Jeudi 21 Janvier 2010


La Roumaine Iana Matei lutte au péril de sa vie pour arracher des enfants à la prostitution forcée. Le 20 janvier, le magazine Reader’s Digest lui remet la distinction de l’ « Européenne de l’année 2010 ». Le magazine entend ainsi honorer le combat que cette Roumaine de 50 ans mène depuis des décennies contre le trafic d’êtres humains et la prostitution forcée. « Nous savons que des centaines de jeunes filles des pays de l’ancien bloc de l’Est, tels que la Roumanie, sont attirées dans des pays occidentaux. Au lieu du travail promis, c’est la prostitution qui les attend. Enfermées, maltraitées et forcées à se prostituer, elles deviennent des esclaves. L’expression n’est pas trop forte », souligne Iana Matei. En onze ans, elle a pu arracher à cette situation 420 victimes qui, grâce à elle, ont ensuite pu mener une vie normale. (19 janvier - Reader's Digest)

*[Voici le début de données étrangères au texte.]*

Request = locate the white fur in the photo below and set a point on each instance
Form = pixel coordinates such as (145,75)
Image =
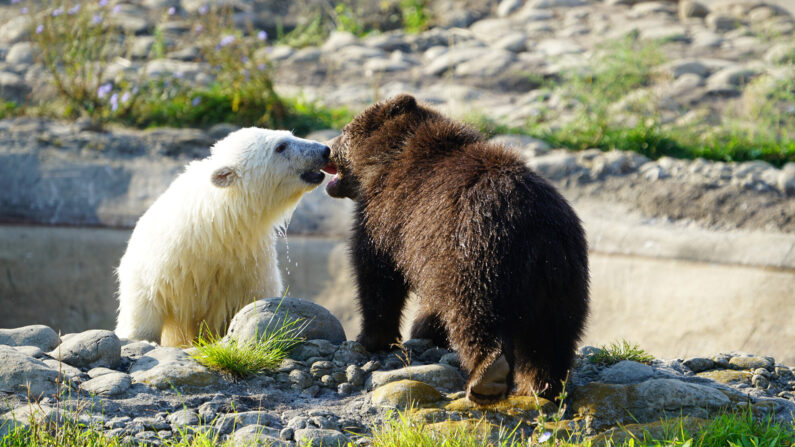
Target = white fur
(201,252)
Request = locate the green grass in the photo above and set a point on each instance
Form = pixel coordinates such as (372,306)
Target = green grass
(245,358)
(760,126)
(618,351)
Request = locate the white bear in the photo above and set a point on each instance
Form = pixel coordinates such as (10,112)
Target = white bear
(206,246)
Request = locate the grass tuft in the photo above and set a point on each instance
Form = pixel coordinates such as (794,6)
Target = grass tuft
(245,358)
(618,351)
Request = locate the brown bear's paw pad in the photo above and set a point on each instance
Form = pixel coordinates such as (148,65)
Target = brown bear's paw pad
(493,384)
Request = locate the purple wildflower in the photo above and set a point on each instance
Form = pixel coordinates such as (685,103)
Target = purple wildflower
(226,40)
(104,89)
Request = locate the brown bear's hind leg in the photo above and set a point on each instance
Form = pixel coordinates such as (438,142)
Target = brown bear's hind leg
(382,292)
(429,325)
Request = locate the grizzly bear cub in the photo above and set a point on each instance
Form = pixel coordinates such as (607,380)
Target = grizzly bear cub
(496,255)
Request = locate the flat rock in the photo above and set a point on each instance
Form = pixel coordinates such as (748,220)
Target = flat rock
(89,349)
(648,401)
(230,422)
(320,437)
(111,384)
(436,375)
(37,335)
(626,371)
(163,367)
(259,316)
(405,394)
(20,373)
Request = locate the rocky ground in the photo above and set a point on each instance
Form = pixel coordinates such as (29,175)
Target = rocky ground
(330,390)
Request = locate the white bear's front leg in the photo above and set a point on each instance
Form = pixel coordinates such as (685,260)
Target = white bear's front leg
(138,319)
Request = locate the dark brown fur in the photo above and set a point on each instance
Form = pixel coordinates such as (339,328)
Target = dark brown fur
(495,253)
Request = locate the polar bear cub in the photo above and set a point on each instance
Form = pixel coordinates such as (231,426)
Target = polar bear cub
(206,247)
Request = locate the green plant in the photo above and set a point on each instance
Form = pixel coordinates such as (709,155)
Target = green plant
(618,351)
(414,15)
(249,357)
(77,44)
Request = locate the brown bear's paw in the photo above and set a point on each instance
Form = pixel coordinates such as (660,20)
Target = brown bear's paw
(375,342)
(492,385)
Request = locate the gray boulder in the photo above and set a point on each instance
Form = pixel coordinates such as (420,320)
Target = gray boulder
(437,375)
(20,373)
(111,384)
(166,367)
(315,322)
(36,335)
(89,349)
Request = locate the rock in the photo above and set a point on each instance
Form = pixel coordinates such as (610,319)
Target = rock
(229,422)
(313,348)
(315,321)
(183,417)
(320,437)
(13,87)
(554,165)
(786,179)
(751,362)
(36,335)
(727,376)
(781,53)
(20,373)
(111,384)
(438,375)
(136,349)
(698,364)
(647,401)
(257,435)
(626,371)
(506,7)
(351,352)
(166,367)
(16,29)
(90,349)
(404,394)
(692,9)
(338,40)
(721,22)
(542,4)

Portrait d'une femme engagée: Iana Matéi, "Européenne de l'année 2010" par le Reader's Digest
Depuis 1996, les rédacteurs en chef des 21 éditions européennes de Reader’s Digest élisent l’ « Européen de l’année » parmi les personnalités incarnant le mieux les traditions et valeurs de l’Europe. Iana Matei est la 15ème personne à recevoir cette distinction. Ce titre honorifique, attribué pour la première fois à une personnalité roumaine et doté de 5000 dollars US, sera remis officiellement à Iana Matei le 20 janvier à Bucarest.

« Je remercie le magazine Reader’s Digest – également au nom des nombreuses victimes avec lesquelles nous collaborons – de considérer le trafic d’êtres humains et la prostitution forcée comme des problématiques préoccupantes », a déclaré Iana Matei: « C’est un grand honneur pour moi de recevoir cette distinction. » Les 21 éditions européennes du magazine Reader’s Digest présentent en même temps l’ « Européenne de l’année 2010 » dans leur numéro de février qui paraît le 25 janvier. L’an passé, la distinction a été décernée à Joachim Franz, ancien outilleur chez VW à Wolfsburg. Sportif de l’extrême, il parcourt le monde en pratiquant la course à pied ou en pédalant et gravit les montagnes aux sommets les plus élevés afin d’attirer l’attention sur le problème du HIV/Sida.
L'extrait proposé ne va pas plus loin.